Sir John ColbornePhoto anonyme d’un portrait de George Theodore Berthon, vers 1884 (s.d.)Source : Wikimedia Commons

     Le 10 février 1838, l’Acte constitutionnel de 1791 est suspendu. Le gouverneur devient responsable de la direction de toutes les affaires publiques du Bas-Canda. Il est assisté d’un Conseil spécial dont il nomme les membres. La Chambre d’assemblée est mise en veilleuse et ce Conseil gouverne la colonie sans mandat électoral durant les trois années suivantes.

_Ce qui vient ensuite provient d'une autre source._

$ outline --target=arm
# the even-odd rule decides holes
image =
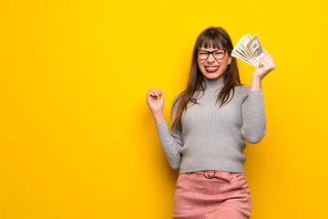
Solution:
[[[250,143],[260,142],[267,132],[262,89],[251,90],[241,104],[241,134]]]
[[[177,99],[177,97],[174,99]],[[172,110],[172,119],[175,118],[175,113],[177,110],[178,102],[173,108]],[[157,123],[156,129],[159,137],[160,144],[164,150],[164,152],[168,158],[169,165],[172,169],[178,169],[181,163],[181,154],[179,150],[182,147],[182,138],[181,138],[181,129],[172,129],[171,131],[169,130],[169,126],[165,120],[160,123]]]

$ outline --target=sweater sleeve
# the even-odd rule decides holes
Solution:
[[[248,95],[241,104],[242,126],[241,134],[252,144],[260,142],[267,132],[266,117],[263,100],[263,90],[251,90],[247,86]]]
[[[178,97],[178,96],[177,96]],[[177,99],[174,99],[173,102]],[[172,119],[174,120],[176,110],[178,107],[178,102],[175,104],[172,110]],[[174,128],[169,131],[167,122],[164,120],[159,124],[155,124],[160,144],[164,150],[164,152],[167,156],[167,159],[169,162],[169,165],[172,169],[178,169],[181,163],[181,154],[179,153],[179,149],[182,147],[182,130]]]

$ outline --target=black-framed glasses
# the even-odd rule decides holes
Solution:
[[[209,57],[210,54],[211,54],[215,59],[222,59],[226,54],[226,51],[228,51],[228,49],[225,48],[215,49],[211,52],[206,50],[198,50],[197,57],[200,60],[205,60]]]

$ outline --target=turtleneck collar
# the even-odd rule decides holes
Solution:
[[[219,78],[219,79],[207,79],[207,80],[201,81],[201,83],[204,87],[206,84],[206,90],[217,89],[221,88],[224,85],[223,78]]]

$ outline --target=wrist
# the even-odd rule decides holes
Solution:
[[[156,124],[161,123],[161,122],[163,122],[165,120],[163,111],[154,112],[153,117],[154,117]]]

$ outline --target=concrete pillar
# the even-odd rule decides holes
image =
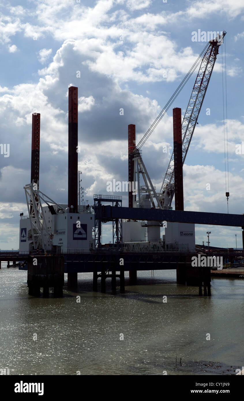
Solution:
[[[122,266],[120,267],[120,292],[125,292],[125,270]]]
[[[104,269],[101,271],[101,292],[106,292],[106,274]]]
[[[77,273],[68,273],[68,288],[70,290],[76,288],[77,284]]]
[[[136,285],[137,282],[137,270],[130,270],[129,271],[130,286]]]
[[[93,291],[97,292],[97,271],[93,270]]]
[[[183,263],[177,263],[176,267],[176,281],[177,284],[186,285],[186,265]]]
[[[48,287],[43,287],[43,297],[44,298],[48,298],[49,296],[49,289]]]
[[[112,269],[112,291],[116,291],[116,269]]]
[[[40,288],[38,286],[31,285],[29,286],[28,294],[36,297],[40,297]]]

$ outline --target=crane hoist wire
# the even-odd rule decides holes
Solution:
[[[223,87],[223,118],[224,120],[224,170],[225,176],[225,190],[226,196],[227,200],[227,212],[229,213],[229,206],[228,201],[230,196],[229,188],[229,155],[228,152],[228,126],[227,122],[227,87],[226,83],[226,42],[224,42],[224,71],[225,75],[225,83],[224,83],[224,61],[223,59],[223,48],[221,48],[222,56],[222,86]],[[225,88],[224,83],[225,83]],[[225,104],[224,98],[225,97]],[[226,178],[226,155],[227,165],[227,176]]]
[[[194,63],[192,68],[189,70],[189,71],[188,71],[188,73],[185,77],[183,81],[179,84],[177,89],[175,90],[175,91],[171,96],[169,100],[168,101],[167,103],[166,103],[166,105],[165,105],[163,109],[161,110],[161,111],[160,112],[159,115],[157,116],[157,118],[153,123],[151,127],[148,129],[148,130],[145,134],[144,136],[143,136],[143,138],[141,138],[141,140],[140,141],[140,142],[139,142],[137,146],[137,148],[138,149],[138,150],[139,150],[142,146],[145,144],[145,142],[146,142],[147,138],[150,136],[151,135],[151,134],[152,133],[154,129],[156,128],[156,127],[157,127],[157,126],[159,123],[159,121],[161,120],[161,119],[162,119],[164,115],[166,113],[167,113],[167,110],[169,109],[171,106],[172,103],[173,103],[173,102],[176,99],[176,97],[179,95],[180,92],[184,87],[185,85],[188,81],[188,79],[189,79],[192,76],[192,74],[196,70],[196,68],[198,67],[198,65],[200,62],[202,56],[203,56],[204,54],[205,53],[206,53],[206,51],[207,48],[209,46],[209,43],[208,43],[206,45],[206,46],[205,46],[205,47],[204,47],[204,49],[202,53],[201,53],[201,54],[199,55],[199,56],[197,59],[196,60]]]

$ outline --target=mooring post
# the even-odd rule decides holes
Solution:
[[[48,298],[49,296],[49,288],[48,287],[43,287],[43,296],[45,298]]]
[[[202,295],[202,271],[201,267],[198,267],[198,280],[199,281],[199,295]]]
[[[120,292],[123,294],[125,292],[125,269],[122,266],[120,267]]]
[[[137,282],[137,270],[130,270],[129,271],[130,286],[135,286]]]
[[[69,290],[75,289],[77,287],[77,273],[68,273],[68,288]]]
[[[204,280],[204,296],[206,296],[207,295],[208,295],[208,294],[207,293],[207,284],[206,283],[206,282],[205,281],[205,278]]]
[[[93,270],[93,290],[97,292],[97,271]]]
[[[112,291],[116,291],[116,269],[112,269],[111,272],[112,273]]]
[[[60,298],[63,296],[63,286],[56,286],[53,287],[53,296],[54,298]]]
[[[101,271],[101,292],[106,292],[106,273],[104,269]]]

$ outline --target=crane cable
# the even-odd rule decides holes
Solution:
[[[227,87],[226,85],[226,49],[225,41],[224,42],[224,56],[225,56],[225,97],[226,103],[224,103],[224,63],[223,61],[223,48],[221,47],[221,53],[222,56],[222,85],[223,87],[223,117],[224,120],[224,169],[225,174],[225,188],[226,196],[227,199],[227,213],[229,213],[229,206],[228,200],[230,196],[229,188],[229,156],[228,152],[228,128],[227,124]],[[226,118],[226,143],[227,143],[227,151],[226,152],[226,139],[225,139],[225,115]],[[226,155],[227,154],[227,178],[226,179]],[[227,183],[228,188],[227,191]]]
[[[164,108],[161,111],[159,115],[157,117],[157,118],[153,122],[151,126],[148,129],[144,136],[141,138],[141,140],[139,141],[137,148],[138,150],[139,150],[142,147],[142,146],[145,144],[145,142],[147,139],[147,138],[150,136],[151,134],[154,130],[155,128],[157,127],[157,126],[159,123],[159,122],[162,119],[164,115],[167,113],[167,110],[170,107],[170,106],[175,101],[178,95],[179,95],[180,92],[181,91],[181,89],[184,87],[185,85],[188,81],[188,79],[192,76],[192,74],[196,70],[198,65],[200,61],[202,60],[202,56],[204,54],[207,49],[209,46],[209,44],[208,43],[207,44],[203,50],[202,51],[200,54],[199,55],[196,60],[194,63],[193,65],[192,66],[191,68],[190,69],[188,73],[185,77],[181,81],[181,83],[179,84],[177,89],[175,91],[175,92],[171,96],[171,97],[168,101],[166,103],[166,105],[164,106]]]

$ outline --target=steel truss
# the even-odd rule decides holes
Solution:
[[[184,163],[215,63],[218,48],[226,34],[210,41],[200,65],[182,124],[182,161]],[[173,151],[160,190],[159,198],[164,208],[170,207],[175,192]]]
[[[112,203],[112,206],[116,207],[121,207],[122,196],[107,195],[94,195],[94,211],[95,213],[95,248],[100,249],[102,247],[102,223],[108,221],[113,222],[113,243],[114,247],[119,249],[122,246],[122,219],[108,219],[106,221],[103,219],[103,209],[104,205],[103,202]]]
[[[42,200],[48,206],[54,204],[59,209],[64,211],[62,206],[56,203],[39,189],[38,184],[32,182],[24,187],[30,223],[31,234],[34,249],[41,249],[46,251],[50,249],[51,242],[46,220],[44,218]]]
[[[149,176],[148,173],[145,167],[145,165],[143,162],[141,158],[141,151],[139,150],[136,148],[134,152],[134,157],[133,159],[134,160],[134,182],[137,182],[138,186],[138,197],[139,207],[141,206],[141,193],[142,192],[145,192],[148,193],[151,199],[152,206],[153,207],[159,207],[160,209],[162,209],[162,206],[159,202],[159,200],[156,192],[155,187],[153,186],[151,178]],[[142,176],[143,181],[145,183],[145,188],[140,186],[140,174]],[[156,202],[156,207],[153,201],[154,198]],[[133,195],[133,207],[136,207],[136,195]]]

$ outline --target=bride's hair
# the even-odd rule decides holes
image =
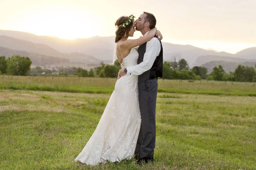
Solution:
[[[131,30],[133,24],[133,22],[131,22],[128,25],[126,25],[125,27],[122,27],[122,24],[128,18],[127,16],[122,16],[117,19],[115,23],[115,25],[117,27],[116,31],[115,32],[115,42],[117,42],[126,33],[125,38],[128,38],[129,36],[129,32]]]

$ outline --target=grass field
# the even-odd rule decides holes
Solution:
[[[0,76],[0,89],[29,90],[111,94],[116,78]],[[165,93],[256,96],[254,83],[205,80],[159,81],[158,91]]]
[[[256,169],[253,83],[159,80],[155,163],[92,166],[74,159],[116,79],[55,78],[0,79],[0,169]]]

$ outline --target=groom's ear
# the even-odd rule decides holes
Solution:
[[[144,26],[145,26],[145,27],[148,27],[148,26],[149,27],[150,25],[150,24],[149,23],[149,22],[146,22],[144,24]]]

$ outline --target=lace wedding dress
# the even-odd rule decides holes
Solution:
[[[132,48],[121,66],[136,65],[138,57]],[[96,129],[75,161],[96,165],[131,158],[141,121],[138,93],[138,76],[126,74],[117,80]]]

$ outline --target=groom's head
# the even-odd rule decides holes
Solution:
[[[152,14],[143,12],[135,21],[136,30],[150,30],[155,27],[156,19]]]

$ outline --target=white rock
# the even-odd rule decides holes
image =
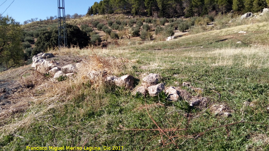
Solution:
[[[53,77],[53,78],[55,79],[57,79],[61,77],[61,76],[64,76],[65,75],[65,74],[62,71],[59,71],[55,73],[55,74],[54,75],[54,77]]]
[[[77,70],[76,66],[72,64],[68,64],[62,67],[62,71],[64,73],[76,72]]]
[[[165,91],[165,94],[168,94],[167,99],[170,101],[177,100],[179,97],[179,92],[174,87],[171,87]]]
[[[160,83],[151,86],[148,88],[147,90],[148,94],[151,96],[154,96],[158,95],[159,93],[164,89],[164,85],[162,83]]]

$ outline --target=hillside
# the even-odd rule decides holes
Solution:
[[[86,17],[70,23],[80,26]],[[18,85],[1,94],[9,93],[0,99],[0,150],[268,150],[269,24],[256,19],[222,18],[230,27],[190,29],[169,41],[128,44],[134,37],[105,48],[47,52],[54,57],[42,59],[62,70],[63,64],[80,67],[70,77],[54,78],[30,65],[0,73],[0,86],[13,79]],[[151,73],[156,81],[146,80]],[[127,74],[132,84],[119,86]],[[152,96],[147,85],[158,84],[165,89]],[[146,87],[148,94],[136,92]]]

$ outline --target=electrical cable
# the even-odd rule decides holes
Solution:
[[[5,2],[6,2],[6,1],[7,1],[7,0],[6,0],[6,1],[5,1],[5,2],[3,2],[3,3],[2,3],[2,4],[1,4],[1,5],[0,5],[0,6],[2,6],[2,5],[4,3],[5,3]]]
[[[6,8],[6,9],[5,10],[5,12],[4,12],[3,13],[2,13],[2,14],[1,15],[2,15],[4,13],[5,13],[5,12],[6,12],[6,10],[7,9],[8,9],[8,8],[9,7],[9,6],[10,6],[10,5],[11,5],[11,4],[12,4],[12,3],[13,3],[13,2],[14,2],[14,1],[15,1],[15,0],[13,0],[13,2],[12,2],[10,4],[10,5],[9,5],[9,6],[8,6],[8,8]]]

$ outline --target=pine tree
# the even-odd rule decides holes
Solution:
[[[252,11],[255,12],[261,11],[267,5],[266,0],[255,0],[253,2]]]
[[[244,5],[245,5],[245,13],[250,12],[252,10],[253,7],[253,0],[246,0]]]
[[[193,12],[193,5],[192,4],[192,3],[190,2],[187,9],[187,11],[186,14],[185,14],[185,17],[186,18],[191,17],[193,17],[194,15],[194,13]]]
[[[243,0],[233,0],[233,9],[236,12],[241,12],[244,8]]]
[[[91,8],[89,6],[89,8],[88,9],[88,11],[87,12],[87,14],[90,16],[91,14]]]

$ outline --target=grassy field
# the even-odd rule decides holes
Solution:
[[[0,150],[120,146],[124,150],[267,150],[268,26],[242,25],[131,47],[62,50],[61,55],[91,56],[91,63],[85,63],[73,79],[56,83],[34,75],[26,78],[38,84],[27,109],[2,120]],[[104,57],[93,56],[93,51]],[[166,87],[208,97],[210,104],[226,104],[234,112],[223,117],[211,112],[209,105],[193,108],[184,99],[167,105],[157,98],[136,97],[132,90],[85,78],[94,69],[140,79],[143,74],[159,74]],[[203,92],[192,92],[183,82]],[[246,101],[251,105],[245,105]]]

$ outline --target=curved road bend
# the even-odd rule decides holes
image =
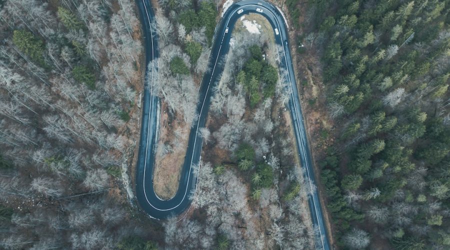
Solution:
[[[136,0],[144,36],[146,48],[146,64],[154,67],[154,62],[158,56],[158,38],[152,28],[154,13],[149,0]],[[256,12],[256,8],[262,12]],[[240,14],[238,12],[243,11]],[[200,86],[199,100],[196,112],[198,118],[195,120],[189,135],[188,146],[184,163],[182,169],[178,189],[175,196],[167,200],[160,199],[156,195],[153,187],[153,167],[154,163],[154,149],[157,143],[157,132],[158,115],[158,98],[152,92],[152,72],[150,72],[146,80],[144,91],[140,148],[136,170],[136,192],[140,206],[150,216],[158,219],[164,218],[172,215],[176,215],[186,210],[190,204],[190,194],[195,188],[196,177],[192,166],[198,164],[202,152],[202,140],[198,135],[200,128],[204,126],[208,116],[211,96],[213,90],[220,79],[224,69],[224,62],[222,58],[230,48],[234,24],[241,16],[249,13],[256,13],[267,18],[272,28],[278,28],[280,34],[275,35],[275,42],[283,49],[281,55],[280,66],[288,74],[286,80],[290,82],[289,88],[292,92],[288,104],[293,122],[294,134],[302,167],[305,170],[304,178],[311,195],[308,202],[312,224],[318,228],[321,242],[324,249],[330,249],[326,230],[326,229],[320,204],[314,186],[316,179],[313,172],[306,132],[303,122],[303,115],[300,104],[300,99],[297,90],[295,74],[290,56],[288,30],[284,19],[279,10],[271,4],[263,0],[244,0],[234,4],[226,12],[224,18],[216,29],[214,42],[210,57],[209,68]],[[228,30],[225,33],[226,29]],[[156,80],[156,78],[154,79]]]

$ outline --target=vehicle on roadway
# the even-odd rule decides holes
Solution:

     Cette loi britannique établit «des dispositions temporaires pour le gouvernement du Bas-Canada». Le Conseil spécial du Bas-Canada a le pouvoir d’émettre des ordonnances et des lois mais n’a pas de pouvoir de taxation. La loi est promulguée par proclamation dans La Gazette de Québec le 28 mars suivant. Le 2 avril, les membres du Conseil spécial sont nommés. Le 18 avril 1838, le Conseil spécial tient sa première session au Château Ramezay à Montréal. James Cuthbert en devient le premier président.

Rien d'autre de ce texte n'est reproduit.